Эти побочные эффекты можно снизить, используя подбираемые для каждого случая комплексы препаратов, и большую помощь оказывает гормонотерапия.

Другой класс цитостатических препаратов – это антиметаболиты, вещества, которые ингибируют (замедляют/подавляют) процессы, критически важные для размножения клеток опухоли.

К антиметаболитам можно отнести аналоги нуклеозидов («кирпичиков», из которых строится ДНК). Полимераза пытается использовать эти вещества в процессе синтеза нуклеиновой кислоты, однако не может завершить процесс, потому что они отличаются от нуклеозидов. Примером такого вещества может служить аналог цитидина цитарабин, применяемый в онкогематологии.
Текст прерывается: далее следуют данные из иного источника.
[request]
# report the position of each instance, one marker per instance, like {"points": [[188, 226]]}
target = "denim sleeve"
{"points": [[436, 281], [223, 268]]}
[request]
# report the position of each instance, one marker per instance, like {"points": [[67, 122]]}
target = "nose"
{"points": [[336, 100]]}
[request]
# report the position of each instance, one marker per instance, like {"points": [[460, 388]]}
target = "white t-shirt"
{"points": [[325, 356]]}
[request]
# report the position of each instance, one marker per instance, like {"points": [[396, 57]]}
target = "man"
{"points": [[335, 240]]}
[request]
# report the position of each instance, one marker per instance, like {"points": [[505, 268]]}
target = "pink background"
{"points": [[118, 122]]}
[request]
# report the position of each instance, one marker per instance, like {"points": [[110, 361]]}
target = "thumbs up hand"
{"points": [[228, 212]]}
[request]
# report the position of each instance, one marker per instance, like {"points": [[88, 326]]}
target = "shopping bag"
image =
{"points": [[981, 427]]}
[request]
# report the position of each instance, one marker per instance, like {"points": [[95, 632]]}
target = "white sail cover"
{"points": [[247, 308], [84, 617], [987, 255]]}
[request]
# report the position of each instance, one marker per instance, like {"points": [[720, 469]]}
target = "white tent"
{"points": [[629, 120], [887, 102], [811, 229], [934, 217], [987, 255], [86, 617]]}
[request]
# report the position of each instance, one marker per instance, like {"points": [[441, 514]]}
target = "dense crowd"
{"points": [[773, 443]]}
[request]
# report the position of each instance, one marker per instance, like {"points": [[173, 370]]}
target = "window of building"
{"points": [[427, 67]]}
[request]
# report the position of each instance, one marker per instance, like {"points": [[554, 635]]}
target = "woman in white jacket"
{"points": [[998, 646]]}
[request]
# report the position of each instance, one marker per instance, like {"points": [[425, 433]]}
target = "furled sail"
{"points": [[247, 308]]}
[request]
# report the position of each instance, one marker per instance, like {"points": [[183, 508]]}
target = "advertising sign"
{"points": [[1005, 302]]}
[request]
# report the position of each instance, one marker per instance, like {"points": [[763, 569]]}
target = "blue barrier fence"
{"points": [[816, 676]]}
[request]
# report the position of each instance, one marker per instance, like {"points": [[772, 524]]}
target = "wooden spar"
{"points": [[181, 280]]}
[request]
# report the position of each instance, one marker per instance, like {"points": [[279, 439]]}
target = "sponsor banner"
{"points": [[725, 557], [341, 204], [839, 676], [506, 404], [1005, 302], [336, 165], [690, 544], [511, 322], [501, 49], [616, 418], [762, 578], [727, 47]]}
Другой пример антиметаболитов – метотрексат, антагонист фолиевой кислоты (витамина B9). Метотрексат структурно схож с фолиевой кислотой, поэтому он необратимо связывается с дигидрофолатредуктазой – ферментом, который восстанавливает одно производное фолиевой кислоты (фолата) – дигидрофолат – в тетрагидрофолат (активную форму фолиевой кислоты). В результате дигидрофолатредуктаза не может вступить в реакцию с дигидрофолатом и не может преобразовать его в тетрагидрофолат, необходимый для постройки ДНК. Метотрексат в низких дозах не обладает заметной гематологической токсичностью и может употребляться в качестве иммуносупрессивного препарата.

Поскольку, как мы уже говорили, новообразования умеют вырабатывать резистентность (устойчивость) к химиотерапии, схемы лечения включают в себя не один препарат, а несколько. Так, например, одна из типичных схем лечения неходжкинской лимфомы включает в себя циклофосфамид, доксорубицин, винкристин и преднизолон.

В рамках нашего небольшого обзора мы, конечно же, не можем охватить все классы цитостатических препаратов. Однако даже рассмотренных веществ достаточно, чтобы составить общее представление об основных принципах химиотерапии злокачественных опухолей.